Many studies have been reported, which provide level 3 evidence for the role of NPWT in the management of DSWI. In a 12-year review, Lonie et al demonstrated NPWT to be associated with a reduced need for flap reconstruction and fewer postoperative complications requiring reoperation after definitive closure. None of the patients in their study treated with NPWT required rewiring of the sternum, suggesting stabilization of the sternum as an additional benefit.6 NPWT dressing changes should be performed in theater every 3 to 4 days, and flap coverage performed as soon as the patient is suitably stable.

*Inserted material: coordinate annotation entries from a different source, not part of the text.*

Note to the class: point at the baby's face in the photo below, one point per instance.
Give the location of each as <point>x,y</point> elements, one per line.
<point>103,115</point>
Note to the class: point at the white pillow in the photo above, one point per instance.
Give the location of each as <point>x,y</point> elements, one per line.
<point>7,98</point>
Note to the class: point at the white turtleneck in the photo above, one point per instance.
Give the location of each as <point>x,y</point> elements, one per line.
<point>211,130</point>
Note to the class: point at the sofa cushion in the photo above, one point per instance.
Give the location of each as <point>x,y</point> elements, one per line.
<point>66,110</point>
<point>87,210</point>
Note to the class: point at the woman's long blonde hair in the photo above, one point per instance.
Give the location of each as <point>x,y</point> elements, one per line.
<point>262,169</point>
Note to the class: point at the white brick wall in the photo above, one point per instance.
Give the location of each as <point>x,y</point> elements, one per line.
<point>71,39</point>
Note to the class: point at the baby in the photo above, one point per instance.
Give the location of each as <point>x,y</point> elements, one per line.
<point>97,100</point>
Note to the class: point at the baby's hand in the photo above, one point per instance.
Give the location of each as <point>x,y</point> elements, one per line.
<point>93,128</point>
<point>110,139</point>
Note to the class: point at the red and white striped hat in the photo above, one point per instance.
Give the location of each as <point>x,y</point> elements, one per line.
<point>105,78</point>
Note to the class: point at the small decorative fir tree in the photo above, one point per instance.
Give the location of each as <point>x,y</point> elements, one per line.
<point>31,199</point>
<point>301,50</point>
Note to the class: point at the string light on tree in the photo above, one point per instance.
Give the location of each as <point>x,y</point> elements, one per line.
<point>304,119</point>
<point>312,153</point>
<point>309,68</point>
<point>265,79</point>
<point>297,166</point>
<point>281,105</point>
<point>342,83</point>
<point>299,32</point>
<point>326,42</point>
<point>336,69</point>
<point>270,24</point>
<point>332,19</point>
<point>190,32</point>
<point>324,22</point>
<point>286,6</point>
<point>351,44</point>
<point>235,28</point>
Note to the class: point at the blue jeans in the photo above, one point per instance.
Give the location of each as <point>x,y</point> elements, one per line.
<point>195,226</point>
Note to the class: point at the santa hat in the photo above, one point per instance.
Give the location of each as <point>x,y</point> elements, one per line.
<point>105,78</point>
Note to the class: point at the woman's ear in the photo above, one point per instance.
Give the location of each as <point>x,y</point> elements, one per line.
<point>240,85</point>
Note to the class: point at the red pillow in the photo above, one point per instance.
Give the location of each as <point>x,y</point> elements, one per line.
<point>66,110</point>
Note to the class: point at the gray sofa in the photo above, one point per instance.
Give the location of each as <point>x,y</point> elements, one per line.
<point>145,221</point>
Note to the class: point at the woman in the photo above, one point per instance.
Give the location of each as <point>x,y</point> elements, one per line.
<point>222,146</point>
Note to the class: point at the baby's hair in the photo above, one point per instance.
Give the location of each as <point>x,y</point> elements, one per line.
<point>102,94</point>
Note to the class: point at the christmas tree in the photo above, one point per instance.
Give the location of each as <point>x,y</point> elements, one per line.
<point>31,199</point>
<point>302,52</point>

Early Flap Closure Is the Key to Success

Early flap is the key to prevent multiple sutures. The aim in management of DSWI should be for early flap closure. If flap coverage is not possible at initial debridement due to instability of the patient, then—and only then—NPWT should be used alongside aggressive IV antibiotic therapy for interval wound therapy, with plan for delayed closure (Fig. 4).

(A) Mechanical ventilator during pectoralis major flap reconstruction perioperative when blood pressures came down on the monitor. (B) Monitor screen. (C) Noradrenaline injection started in intensive care unit with endotracheal tube in situ, whereas intraoperative there was no inotrope sepsis in ICU warrants starting noradrenaline.
Fig. 4
(A) Mechanical ventilator during pectoralis major flap reconstruction perioperative when blood pressures came down on the monitor. (B) Monitor screen. (C) Noradrenaline injection started in intensive care unit with endotracheal tube in situ, whereas intraoperative there was no inotrope sepsis in ICU warrants starting noradrenaline.

Pectoralis Major Flap

The PM flap is a reliable flap for superior ⅔ sternal defects. It can be used in the absence of the internal mammary artery as an advancement flap, or as a perforator flap where the Internal Mammary Artery (IMA) is present to increase its excursion for the reconstruction of larger defects.

Rule Out All Risk Factors Causing DSWI

The incidence of DSWI in cardiac surgery is 2.0%. Independent risk factors for DSWI were emergent surgery, combined surgery, and postoperative intra-aortic balloon pump (IABP) use. Systematic measures have to be taken for patients in poor condition to prevent DSWI.3 Risk factors for DSWI repeat closure should not be ignored.7

Summary

As DSWI leads to short- and long-term mortality, risk factors for preventing DSWI should be ruled out by the anesthesiologists. Most of these risk factors are modifiable. It is an anesthesiologist's role to prevent them perioperatively. Some of them are listed in Table 1. So, prevent all risk factors by overcoming the challenges and adapting a definitive team with discussed protocol (Table 2).8

Table 1
Evidence-based recommendations by Hever et al9

• The aim in management of deep sternal wound infection should be for early flap closure. If flap coverage is not possible at initial debridement due to instability of the patient, then—and only then—negative pressure wound therapy (NPWT) should be used alongside aggressive intravenous antibiotic therapy for interval wound therapy, with plan for delayed closure.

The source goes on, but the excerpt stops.